38.BÖLÜM

1.6K 104 132
                                    

Kucağımda Elysia ile koşuyordum, nereye gittiğimi veya kimin beni kovaladığını bilmeden.

Yağmur, görüş açımı kapatıyor, ıslak toprakta ayak izlerimi bırakıyordu. Her adımda çamurlu su sıçrıyor, gözlerimi kamaştıran damlalarla mücadele ediyordum.

Biraz daha koştuktan sonra, görüş açıma Akhilleus’la ilklerimizi yaşadığımız ağacı gördüm.

Ağaca doğru koşmamla ağacın dalında asılı olan bendenler tek tek yere düşmeye başlamıştı.

Koşmayı bırakıp yere düşen bedenlere baktığımda düştükleri yerden kalkıp üstüme doğru koşmaya başlamıştı..

Çığlık atıp iki adım geriye atarak arkamı dönüp koşmaya başladım.

Ağaçların arasından koşarken önüme bir karartının çıkmasıyla durmuştum. Nefes nefese kalmıştım. Kalbim hiç olmadığı kadar hızlı atıyordu.

Karartı bir vücuda sahipti ama yüzü tamamen kaybolmuş gibiydi.

Cansız bedenlerin ayak sesleri gittikçe çoğalıyordu, sesleri daha net bir şekilde gelmeye başlamıştı..

Karartı karanlığın içinde, sadece belirsiz bir şekil olarak duruyordu. İçimi saran korku, vücudumu dondurmuştu. Elysia’yı göğsüme daha sıkı bastırarak geri adım atmaya başladım.

"Yaklaşma!" dedim, sesim titreyerek yüksek bir tonla.

Karartı, kafasını hafif sola yatırdı, hareket etmedi. Sessizlik, etrafı saran yağmurun sesinin yanında daha da belirginleşti.

Gölgeler arasında, o belirsiz figürün hareket etmesini beklerken, kalbim hızla çarpıyordu. Nefesim düzensizleşti.

Karartının silüeti, sessiz bir fısıldama gibi yankılandı. “Neden kaçıyorsun?” diye sordu, sesi derin ve uğuldayan bir yankı gibi.

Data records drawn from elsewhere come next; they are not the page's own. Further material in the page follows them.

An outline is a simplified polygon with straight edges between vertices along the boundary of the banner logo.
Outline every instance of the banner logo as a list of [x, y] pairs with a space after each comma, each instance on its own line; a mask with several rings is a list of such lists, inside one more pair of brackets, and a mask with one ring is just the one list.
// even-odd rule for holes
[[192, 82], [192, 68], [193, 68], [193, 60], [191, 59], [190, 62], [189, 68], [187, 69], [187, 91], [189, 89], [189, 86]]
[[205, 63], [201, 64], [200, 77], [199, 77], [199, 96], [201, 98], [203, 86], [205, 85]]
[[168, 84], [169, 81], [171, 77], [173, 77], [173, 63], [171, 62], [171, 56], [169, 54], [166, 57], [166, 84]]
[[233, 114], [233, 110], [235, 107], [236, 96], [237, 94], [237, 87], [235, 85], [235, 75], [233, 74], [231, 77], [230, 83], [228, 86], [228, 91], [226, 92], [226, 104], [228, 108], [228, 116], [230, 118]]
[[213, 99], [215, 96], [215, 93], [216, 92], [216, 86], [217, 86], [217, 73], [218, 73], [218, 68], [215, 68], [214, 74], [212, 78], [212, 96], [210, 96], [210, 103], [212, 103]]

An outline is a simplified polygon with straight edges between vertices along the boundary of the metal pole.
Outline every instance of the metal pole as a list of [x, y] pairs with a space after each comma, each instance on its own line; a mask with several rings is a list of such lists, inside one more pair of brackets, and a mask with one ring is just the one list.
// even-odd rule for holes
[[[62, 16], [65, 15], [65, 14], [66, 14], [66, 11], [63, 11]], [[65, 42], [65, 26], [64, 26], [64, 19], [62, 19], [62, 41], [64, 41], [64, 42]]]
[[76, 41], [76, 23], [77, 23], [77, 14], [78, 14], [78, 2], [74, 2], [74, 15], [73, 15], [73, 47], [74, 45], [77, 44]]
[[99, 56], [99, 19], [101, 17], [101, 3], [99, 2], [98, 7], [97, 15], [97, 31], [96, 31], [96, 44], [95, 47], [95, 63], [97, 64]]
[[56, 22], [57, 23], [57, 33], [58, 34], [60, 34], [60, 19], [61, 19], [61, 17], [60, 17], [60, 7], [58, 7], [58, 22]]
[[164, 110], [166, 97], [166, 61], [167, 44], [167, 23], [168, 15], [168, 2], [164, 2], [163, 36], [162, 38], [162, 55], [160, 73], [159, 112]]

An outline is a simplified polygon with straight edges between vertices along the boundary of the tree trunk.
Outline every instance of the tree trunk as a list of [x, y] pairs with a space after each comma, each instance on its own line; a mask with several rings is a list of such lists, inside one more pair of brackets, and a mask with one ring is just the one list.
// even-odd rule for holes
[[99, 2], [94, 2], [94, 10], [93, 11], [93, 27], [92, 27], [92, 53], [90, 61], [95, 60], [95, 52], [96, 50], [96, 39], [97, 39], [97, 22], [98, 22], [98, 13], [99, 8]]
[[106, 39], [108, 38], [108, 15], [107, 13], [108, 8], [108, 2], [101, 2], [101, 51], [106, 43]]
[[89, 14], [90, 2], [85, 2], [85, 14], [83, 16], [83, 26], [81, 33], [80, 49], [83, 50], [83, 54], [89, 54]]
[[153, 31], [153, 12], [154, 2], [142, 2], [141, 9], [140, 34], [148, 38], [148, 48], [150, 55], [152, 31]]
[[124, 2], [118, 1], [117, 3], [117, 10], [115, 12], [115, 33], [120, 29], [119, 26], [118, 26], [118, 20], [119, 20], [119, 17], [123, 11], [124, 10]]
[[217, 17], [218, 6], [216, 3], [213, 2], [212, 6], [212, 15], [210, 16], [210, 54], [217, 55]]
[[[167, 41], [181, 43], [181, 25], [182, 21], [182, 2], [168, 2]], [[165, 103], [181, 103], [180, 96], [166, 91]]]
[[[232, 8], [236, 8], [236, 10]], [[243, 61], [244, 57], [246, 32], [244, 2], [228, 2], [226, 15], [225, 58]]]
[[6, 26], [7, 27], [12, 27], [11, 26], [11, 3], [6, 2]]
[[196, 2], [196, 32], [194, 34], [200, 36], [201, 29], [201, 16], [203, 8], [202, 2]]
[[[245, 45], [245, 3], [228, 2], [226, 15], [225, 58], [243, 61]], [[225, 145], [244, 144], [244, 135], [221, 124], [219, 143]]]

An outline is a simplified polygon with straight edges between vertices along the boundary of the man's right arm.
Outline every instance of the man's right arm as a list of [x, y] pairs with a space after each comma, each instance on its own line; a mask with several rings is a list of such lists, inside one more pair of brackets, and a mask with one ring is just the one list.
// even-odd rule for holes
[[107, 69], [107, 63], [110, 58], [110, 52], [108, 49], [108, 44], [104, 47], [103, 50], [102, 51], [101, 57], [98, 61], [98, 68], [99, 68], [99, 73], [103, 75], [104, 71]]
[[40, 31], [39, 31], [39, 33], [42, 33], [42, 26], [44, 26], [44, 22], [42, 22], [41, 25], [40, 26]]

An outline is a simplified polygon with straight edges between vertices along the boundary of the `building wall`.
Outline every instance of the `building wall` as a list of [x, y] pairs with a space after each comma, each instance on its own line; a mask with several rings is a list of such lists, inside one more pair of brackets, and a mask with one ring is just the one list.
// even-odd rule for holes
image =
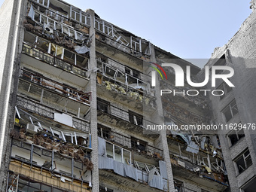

Karartının gözleri, yağmur damlaları arasında belirginleşmişti. Gözlerinde bir parıltı yoktu, sadece boşluk vardı.

Korku içimi sarmıştı, ama kaçma isteğim her geçen saniye daha da kuvvetleniyordu. “Yaklaşma!” diye tekrar bağırdım.

"Kimsin sen?" Diye bildim titrek bir sesle. "Bizden ne istiyorsun?"

"Kendi çocuğunu tanıyamacak kadar mı acizsin anne" demesiyle adımlarım durmuştu..

"Anne mi?" Dedim fısıltı gibi çıkan sesimle.

Bakışlarımı karartıdan çekip kucağımadaki kızıma baktığımda, yüzünün yarısı kanlar içinde kalmış, derisi paramparça olmuştu. Sarkan et parçaları, çıplak kemiklerin üzerinde asılı duruyor, gözlerinden biri boş bir çukurdan dışarı fırlamış gibi kanla kaplı halde sallanıyordu, diğer gözü ise büzük bir şekilde bakıyordu..

Kızımı o halde görmemle çığlık atıp yataktan zıplayarak uyanmıştım..

"Şşt geçti sadece bir kabus gördün kalopsia'm"

Kafamı çevrip Akhilleusa baktığımda bana endişeli gözlerle bakıyordu, hiç bir şey demeden yataktan hızla kalkıp kızımın beşiğine doğru gittim.

Ay ışığı odayı aydınlattığı için kızımın yüzünü görebiliyordum, gördüğüm kabusun aksine yüzü pürüzsüz ve derin bir uykudaydı..

Omzuma bir elin değmesi ile bakışlarımı kızımdan çekip Akhilleusa baktım..

"Daha iyimisin?" Dedi güven verici sesiyle..

"Burada daha fazla kalmak istemiyorum" dedim sorusunu es geçerek..

"Sen nasıl istersen kraliçem" diyerek yüzüme değen saçlarımı kulağımın arkasına götürdü..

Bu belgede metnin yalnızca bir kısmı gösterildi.